Lessons not learned

All of these developments are indicators that although World War II ended 73 years ago, the lessons have not been learned.

A Holocaust survivor shows the number that was tattooed on his arm in a Nazi concentration camp during the Holocaust (photo credit: BAZ RATNER/REUTERS)
A Holocaust survivor shows the number that was tattooed on his arm in a Nazi concentration camp during the Holocaust
(photo credit: BAZ RATNER/REUTERS)
Commemorating the genocide of European Jewry as we will on Holocaust Remembrance Day – which begins Wednesday night and continues through Thursday – is not just a show of respect for those lost. Actively remembering the past should also have relevance for us today.
Yet looking around the world, we can easily reach the conclusion that the lessons of the Holocaust have not been learned.
An annual Anti-Defamation League report surveying antisemitic incidents in the US in 2017 released in February found the number of antisemitic incidents was nearly 60% higher than in 2016 – the largest single-year increase on record. There were 1,986 incidents, including 1,015 cases of harassment, 952 of vandalism and 19 physical assaults.
Europe, meanwhile, has become an inhospitable place for Jews. A recent survey by the World Zionist Organization conducted before International Holocaust Remembrance Day on January 27, found that half of European Jews said they do not feel safe being in public using a Jewish name, or seen with Jewish symbols such as a kippa or Star of David.
And it is not just a subjective feeling.
Last month, Mireille Knoll, an 85-year-old Holocaust survivor, was hacked to death and burned in her home, evidently by a young male Muslim neighbor. France’s President Emmanuel Macron said that Knoll was murdered “because she was Jewish.”
Other incidents include the murder last of year of Sarah Halimi, 65, by Kobili Traore, who reportedly shouted “allahu akbar” as he carried out the murder.
Sarah Halimi apparently is a distant relative of Ilan Halimi, the French-born Jew who was kidnapped and murdered in 2006 by a gang of Muslims. Four Jewish hostages were murdered in the Hyper Cacher kosher supermarket in Paris two days after the Charlie Hebdo massacre.
In Germany, police recorded 1,453 antisemitic incidents in 2017.
Antisemitism can be found both on the Left and on the Right. In the US, according to an ADL survey from a few years ago, the American subgroups with the highest proportion of antisemitic opinions – African Americans, first-generation Hispanic immigrants and Muslims – also happen to vote disproportionately for Democratic candidates. And politicians such as US Rep.
Keith Ellison (D-MN) cooperate with groups that support the boycott, divestment and sanctions movement against Israel.
In Europe, the British Labour Party under Jeremy Corbyn’s leadership has become a haven for Israel-bashers.
And it is true in varying degrees of left-wing parties on the continent as well, particularly those that cater to a Muslim vote.

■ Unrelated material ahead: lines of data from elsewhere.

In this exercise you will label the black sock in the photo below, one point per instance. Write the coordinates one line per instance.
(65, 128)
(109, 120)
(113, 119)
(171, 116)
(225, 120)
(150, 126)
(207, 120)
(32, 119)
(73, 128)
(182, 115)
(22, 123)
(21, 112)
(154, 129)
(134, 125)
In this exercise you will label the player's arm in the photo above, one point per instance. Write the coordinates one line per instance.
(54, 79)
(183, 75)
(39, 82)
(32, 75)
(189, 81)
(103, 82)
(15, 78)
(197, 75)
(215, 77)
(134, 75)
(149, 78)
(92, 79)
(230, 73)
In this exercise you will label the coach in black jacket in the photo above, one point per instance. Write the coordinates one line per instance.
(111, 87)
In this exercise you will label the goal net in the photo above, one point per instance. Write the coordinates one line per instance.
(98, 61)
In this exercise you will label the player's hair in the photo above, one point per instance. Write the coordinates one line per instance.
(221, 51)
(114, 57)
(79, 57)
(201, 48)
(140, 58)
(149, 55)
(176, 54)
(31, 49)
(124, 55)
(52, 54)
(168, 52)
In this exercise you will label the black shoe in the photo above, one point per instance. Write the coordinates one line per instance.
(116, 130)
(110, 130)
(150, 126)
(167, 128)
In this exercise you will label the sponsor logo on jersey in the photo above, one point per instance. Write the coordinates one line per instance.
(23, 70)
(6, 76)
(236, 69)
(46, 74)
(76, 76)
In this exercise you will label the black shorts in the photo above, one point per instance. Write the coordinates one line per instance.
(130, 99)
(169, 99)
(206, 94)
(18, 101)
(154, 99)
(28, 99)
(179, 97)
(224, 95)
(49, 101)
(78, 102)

In Europe, the Right is more worrying. Poland has passed legislation that seeks to distort the memory of the Holocaust by making it a crime to claim that the Poles as a nation were in any way complicit in Nazi crimes. And Hungary’s Victor Orban, who has generally avoided antisemitic remarks, last month gave a bizarre speech in which he attacked not only Hungarian Jew George Soros but also “an enemy that is different from us; not open but hiding; not honest but base; not national but international; does not believe in working but speculates with money; does not have a homeland but feels it owns the whole world.”

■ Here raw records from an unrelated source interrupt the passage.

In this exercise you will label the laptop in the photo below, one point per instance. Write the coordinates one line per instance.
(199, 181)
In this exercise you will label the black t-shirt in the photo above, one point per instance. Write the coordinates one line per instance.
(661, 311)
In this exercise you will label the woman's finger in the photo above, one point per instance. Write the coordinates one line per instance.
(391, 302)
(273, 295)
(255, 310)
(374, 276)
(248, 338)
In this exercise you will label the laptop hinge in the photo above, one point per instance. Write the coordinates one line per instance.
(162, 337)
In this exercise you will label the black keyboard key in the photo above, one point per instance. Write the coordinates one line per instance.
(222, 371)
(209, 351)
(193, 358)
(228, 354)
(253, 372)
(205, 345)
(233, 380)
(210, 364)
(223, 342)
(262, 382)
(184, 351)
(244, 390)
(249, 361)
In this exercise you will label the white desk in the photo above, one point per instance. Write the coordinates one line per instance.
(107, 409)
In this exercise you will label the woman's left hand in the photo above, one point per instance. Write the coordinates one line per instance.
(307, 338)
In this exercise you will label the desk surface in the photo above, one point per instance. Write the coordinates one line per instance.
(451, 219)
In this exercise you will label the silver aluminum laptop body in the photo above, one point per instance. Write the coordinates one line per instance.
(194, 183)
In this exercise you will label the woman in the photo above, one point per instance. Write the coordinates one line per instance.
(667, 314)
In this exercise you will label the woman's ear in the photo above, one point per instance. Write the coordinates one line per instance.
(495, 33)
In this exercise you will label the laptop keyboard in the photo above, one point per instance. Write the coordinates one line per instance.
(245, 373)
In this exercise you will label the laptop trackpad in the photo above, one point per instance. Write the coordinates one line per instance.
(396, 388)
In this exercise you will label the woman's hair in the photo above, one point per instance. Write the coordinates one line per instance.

In a broader sense, the lessons of the Holocaust have not been learned.
In Syria, Bashar Assad’s regime has used chemical weapons yet again against civilians, including little children. Autocratic rulers such as Russia’s Vladimir Putin and China’s Xi Jinping, who have protected the Assad regime from UN sanctions in the past, will undoubtedly do it again. Meanwhile the US, Europe and other nations do not stop the killing.
All of these developments are indicators that although World War II ended 73 years ago, the lessons have not been learned. All should serve as a warning and a reminder that we in Israel must educate while remaining vigilant and ready.